Our bodies are composed of 70% water. Proper hydration is important for the optimum functioning of all your body systems. Increase your water intake slowly getting up to 2L per day.  Check our my article about water for more information.

Hot-Cold showers are an excellent way of improving your immune system, increasing circula­tion and elevating energy levels. After finishing your regular shower routine, do 20 seconds of cold and 1 minute of hot. Alternate 2-3 times, ending with cold.  The increase in circulation will also help decrease sensitivity to the cold.

There are several supplements you can take to help boost your immune system. Daily zinc supplementation has been shown to shorten the duration and severity of the common cold, reduce the incidence of acute lower respiratory tract infections in preschool children by 45% and reduce the incidence of pneumonia by 41%.[4]

There are lots of herbs that can help boost your immune system. You can drink my Change of Season tea daily to stay healthy while the weather is changing.  You can also check out my Cough and Cold Soother tea for a delicious mix that can help fight off germs if you get sick.

Vitamin C is found in high concentrations in immune cells and is quickly consumed during an infection.  It is a natural antihistamine and has been found to reduce the severity and duration of the common cold and upper respiratory tract infections.

More than 80% of the body’s immune system is in the digestive tract.[5]  A lack of good bacteria in the digestive tract can cause a reduction in the immune system allowing increased infections.  Take a good quality probiotic to prevent bad bacteria from taking hold.
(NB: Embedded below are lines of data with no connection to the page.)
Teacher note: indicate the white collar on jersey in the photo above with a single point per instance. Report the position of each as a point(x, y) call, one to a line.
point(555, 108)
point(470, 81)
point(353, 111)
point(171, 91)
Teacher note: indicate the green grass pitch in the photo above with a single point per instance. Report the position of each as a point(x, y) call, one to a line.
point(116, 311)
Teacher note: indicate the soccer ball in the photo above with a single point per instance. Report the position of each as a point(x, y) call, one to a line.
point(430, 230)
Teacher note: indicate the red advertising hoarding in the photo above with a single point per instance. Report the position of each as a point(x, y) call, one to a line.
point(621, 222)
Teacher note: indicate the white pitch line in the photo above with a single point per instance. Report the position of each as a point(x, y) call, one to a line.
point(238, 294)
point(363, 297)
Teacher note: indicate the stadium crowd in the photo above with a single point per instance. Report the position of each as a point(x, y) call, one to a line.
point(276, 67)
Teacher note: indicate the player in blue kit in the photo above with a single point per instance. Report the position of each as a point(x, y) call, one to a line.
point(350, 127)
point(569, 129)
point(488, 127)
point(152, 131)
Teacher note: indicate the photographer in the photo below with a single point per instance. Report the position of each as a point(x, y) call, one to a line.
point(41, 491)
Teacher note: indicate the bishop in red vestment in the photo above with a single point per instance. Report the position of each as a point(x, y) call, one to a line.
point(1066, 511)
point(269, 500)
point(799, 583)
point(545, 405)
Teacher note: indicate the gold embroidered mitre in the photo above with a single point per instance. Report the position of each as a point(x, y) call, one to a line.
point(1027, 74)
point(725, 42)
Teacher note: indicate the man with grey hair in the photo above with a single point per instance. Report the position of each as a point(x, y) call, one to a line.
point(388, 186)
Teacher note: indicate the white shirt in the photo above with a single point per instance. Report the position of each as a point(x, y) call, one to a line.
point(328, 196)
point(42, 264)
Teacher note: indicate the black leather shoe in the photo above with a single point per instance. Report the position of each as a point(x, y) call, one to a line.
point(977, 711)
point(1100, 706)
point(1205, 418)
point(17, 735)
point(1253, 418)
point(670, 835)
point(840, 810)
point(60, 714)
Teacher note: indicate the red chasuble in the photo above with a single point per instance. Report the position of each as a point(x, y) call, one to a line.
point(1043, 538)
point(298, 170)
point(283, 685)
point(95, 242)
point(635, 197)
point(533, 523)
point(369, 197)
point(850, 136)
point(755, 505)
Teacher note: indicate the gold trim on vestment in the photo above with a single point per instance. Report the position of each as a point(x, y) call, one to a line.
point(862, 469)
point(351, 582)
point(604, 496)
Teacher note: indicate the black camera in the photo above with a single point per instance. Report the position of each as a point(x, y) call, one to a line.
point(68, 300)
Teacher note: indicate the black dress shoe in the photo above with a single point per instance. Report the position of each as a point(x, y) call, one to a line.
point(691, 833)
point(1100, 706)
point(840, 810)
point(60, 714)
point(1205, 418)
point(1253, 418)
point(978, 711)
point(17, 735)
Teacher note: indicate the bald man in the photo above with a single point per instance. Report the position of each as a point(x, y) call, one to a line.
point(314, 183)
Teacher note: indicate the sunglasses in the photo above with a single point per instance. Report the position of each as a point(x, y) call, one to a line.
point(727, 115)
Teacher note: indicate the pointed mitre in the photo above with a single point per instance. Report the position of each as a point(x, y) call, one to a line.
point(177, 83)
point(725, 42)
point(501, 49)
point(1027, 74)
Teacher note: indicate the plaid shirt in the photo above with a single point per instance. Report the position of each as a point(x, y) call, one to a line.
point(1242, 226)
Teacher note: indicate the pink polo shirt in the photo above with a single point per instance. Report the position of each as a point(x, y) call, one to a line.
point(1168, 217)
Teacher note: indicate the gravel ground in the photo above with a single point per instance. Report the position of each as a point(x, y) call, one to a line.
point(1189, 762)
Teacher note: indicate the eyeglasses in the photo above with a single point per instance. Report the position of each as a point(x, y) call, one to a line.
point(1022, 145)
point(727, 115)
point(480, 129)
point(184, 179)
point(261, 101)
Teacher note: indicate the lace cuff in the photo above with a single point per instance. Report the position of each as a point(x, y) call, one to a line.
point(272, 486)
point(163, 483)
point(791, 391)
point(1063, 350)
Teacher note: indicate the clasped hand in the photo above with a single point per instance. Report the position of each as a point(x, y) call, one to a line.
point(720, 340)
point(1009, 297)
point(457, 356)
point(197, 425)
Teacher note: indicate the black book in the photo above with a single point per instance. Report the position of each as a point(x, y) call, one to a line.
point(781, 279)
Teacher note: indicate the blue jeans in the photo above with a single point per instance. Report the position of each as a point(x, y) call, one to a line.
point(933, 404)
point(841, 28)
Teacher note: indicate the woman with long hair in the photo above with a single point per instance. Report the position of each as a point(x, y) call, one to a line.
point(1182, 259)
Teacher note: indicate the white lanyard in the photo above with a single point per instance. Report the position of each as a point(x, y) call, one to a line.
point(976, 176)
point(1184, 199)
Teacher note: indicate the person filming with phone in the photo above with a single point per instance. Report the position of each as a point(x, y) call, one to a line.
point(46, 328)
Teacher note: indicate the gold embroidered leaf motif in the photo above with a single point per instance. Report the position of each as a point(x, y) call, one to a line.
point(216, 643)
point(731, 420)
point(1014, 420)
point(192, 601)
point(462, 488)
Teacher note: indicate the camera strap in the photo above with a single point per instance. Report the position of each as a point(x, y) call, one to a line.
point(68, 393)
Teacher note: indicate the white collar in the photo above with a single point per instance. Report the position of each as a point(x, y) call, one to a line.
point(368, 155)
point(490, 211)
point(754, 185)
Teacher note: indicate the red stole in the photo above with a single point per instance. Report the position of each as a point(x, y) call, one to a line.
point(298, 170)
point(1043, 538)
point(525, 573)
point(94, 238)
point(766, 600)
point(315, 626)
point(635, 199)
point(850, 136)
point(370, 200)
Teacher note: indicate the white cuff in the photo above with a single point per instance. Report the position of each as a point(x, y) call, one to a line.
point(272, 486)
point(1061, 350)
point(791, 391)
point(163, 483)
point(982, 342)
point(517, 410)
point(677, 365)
Vitamin D has a direct effect on the immune system. Vitamin D stimulates the production of natural antibiotic proteins thus killing more bacteria.  Insufficient levels are related to a deficiency in our immune system to protect us against infections.

If you have any questions, you can join one of my Boost Your Immune System talks.  Or if you are inspired to make lifestyle changes, but you aren’t sure where to start, you can join one of my 5 week step-by-step group Get Healthy programs.

These are just a few suggestions.  For personalized advice, contact your local naturopath. Let’s stay healthy this winter!
References

1  Cohen S, Janicki-Deverts D, Doyle WJ, Miller GE, Frank E, Rabin BS, Turner RB. Chronic stress, glucocorticoid receptor resistance, inflammation, and disease risk. PNAS, 2012 April 17; 109(16): 5995-5999.

2  Society for General Microbiology. Couch potato or elite athlete? A happy medium keeps colds at bay(Internet). ScienceDaily. 2012 January 5 (Retrieved 13 May 2012). Available from: http://www.sciencedaily.com/releases/2012/01/120105112158.htm

3  Aiello AE, Perez V, Coulborn RM, Davis BM, Uddin M, Monto AS. Face masks, Hand Hygiene, and Influenza among Young Adults: A Randomized Intervention Trial. PLoS ONE, 2012; 7 (1): e29744.

4  Hunter P. Health Benefits of Zinc. Bioceuticals Advanced Clinical Insights, 2004; 5.

5  Plummer N. Dysbiosis and Disease: Ground breaking new research into probiotics and their role in preventing treating disease (presentation notes). FIT-BioCeuticals, Ltd. Online. 2010.